I’m able to connect VPN client to mikrotik’s VPN server. VPN i’m using is SSTP so windows client can able to connect to SSTP server of mikrotik server. Now the windows client has access to our office network. I have made port forwarding for window client to access their system.
After windows client connected to mikrotik server over sstp VPN there is a entry in interface
# NAME SERVICE CALLER-ID ADDRESS UPTIME ENCODING
0 niren sstp 27.34.253.98 192.168.5.1 1h22m5s
Rule for port forwarding:
0 ;;; chain=dstnat action=dst-nat to-addresses=192.168.2.6 to-ports=3389 protocol=tcp dst-port=16826
Rule of firewall filter:
0 ;;; chain=forward action=accept protocol=tcp dst-address=192.168.2.6 dst-port=3389
Now windows client is able to RDP to their office system with or without VPN connection by mikrotikIP:16826. So what I want is port forwarding should be done through only VPN and deny for non-VPN client. I tried the following rule but no use.
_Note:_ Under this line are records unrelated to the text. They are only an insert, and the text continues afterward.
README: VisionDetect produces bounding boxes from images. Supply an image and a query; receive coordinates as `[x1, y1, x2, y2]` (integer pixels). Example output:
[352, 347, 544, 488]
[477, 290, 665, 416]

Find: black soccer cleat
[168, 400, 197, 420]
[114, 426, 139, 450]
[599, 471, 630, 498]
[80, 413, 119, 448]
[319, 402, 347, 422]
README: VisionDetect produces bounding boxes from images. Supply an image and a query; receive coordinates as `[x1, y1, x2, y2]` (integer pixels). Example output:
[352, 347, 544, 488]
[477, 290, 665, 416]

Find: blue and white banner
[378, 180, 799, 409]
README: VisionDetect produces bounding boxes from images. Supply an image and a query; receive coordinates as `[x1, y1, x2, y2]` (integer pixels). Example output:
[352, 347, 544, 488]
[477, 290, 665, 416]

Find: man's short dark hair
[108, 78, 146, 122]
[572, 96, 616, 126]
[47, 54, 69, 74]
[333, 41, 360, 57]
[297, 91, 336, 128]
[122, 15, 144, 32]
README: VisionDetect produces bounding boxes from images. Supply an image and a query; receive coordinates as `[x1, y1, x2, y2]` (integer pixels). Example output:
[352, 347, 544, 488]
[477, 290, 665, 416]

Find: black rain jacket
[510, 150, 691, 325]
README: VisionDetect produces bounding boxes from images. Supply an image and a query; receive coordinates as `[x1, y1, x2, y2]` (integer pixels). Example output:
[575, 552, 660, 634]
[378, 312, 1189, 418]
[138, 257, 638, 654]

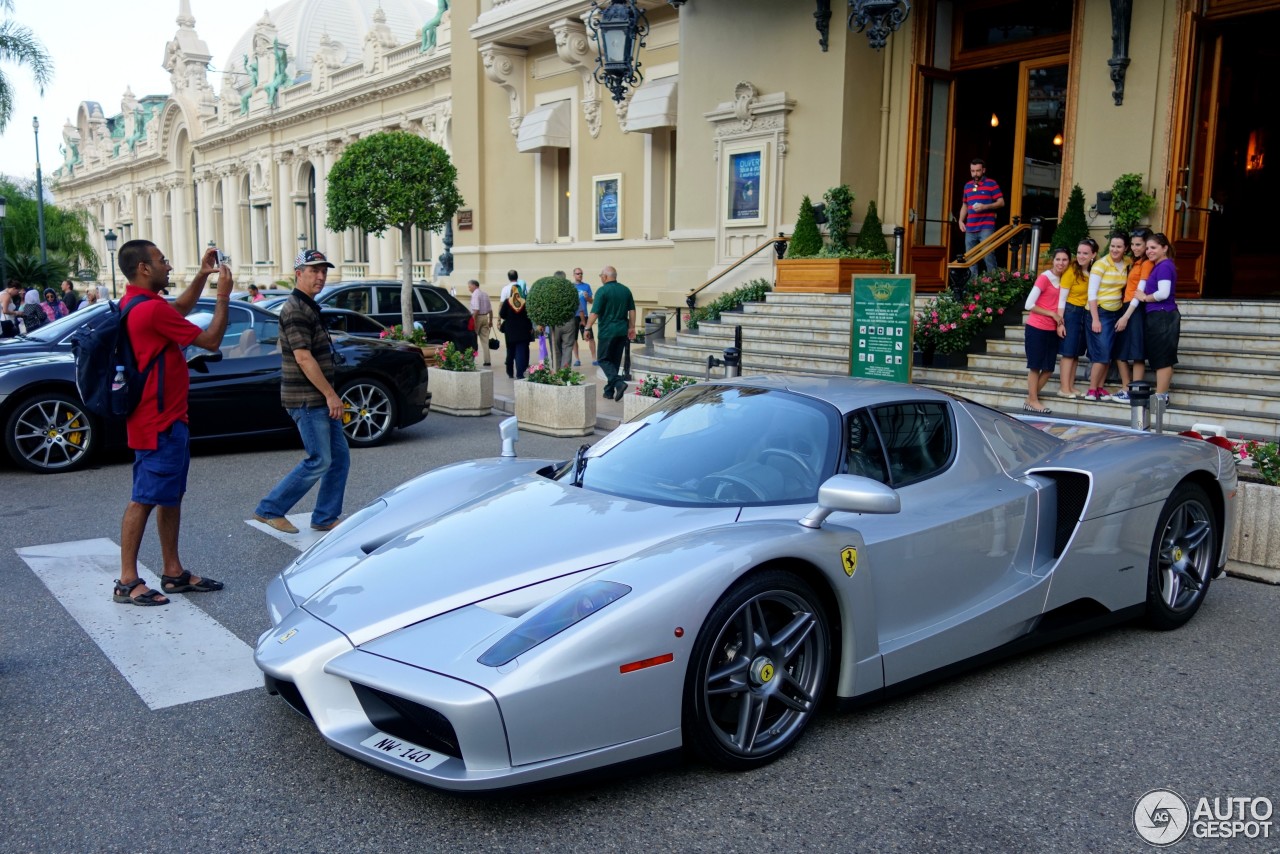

0 ;;; chain=dstnat action=dst-nat to-addresses=192.168.2.6 to-ports=3389 protocol=tcp in-interface=niren-remote dst-port=16826
where in-interface=niren-remote is the SSTP VPN interface for the windows client.
Here SSTP VPN and port forwarding is done successfully but I can’t restrict port forwarding only for VPN client. Any idea about how to make it work?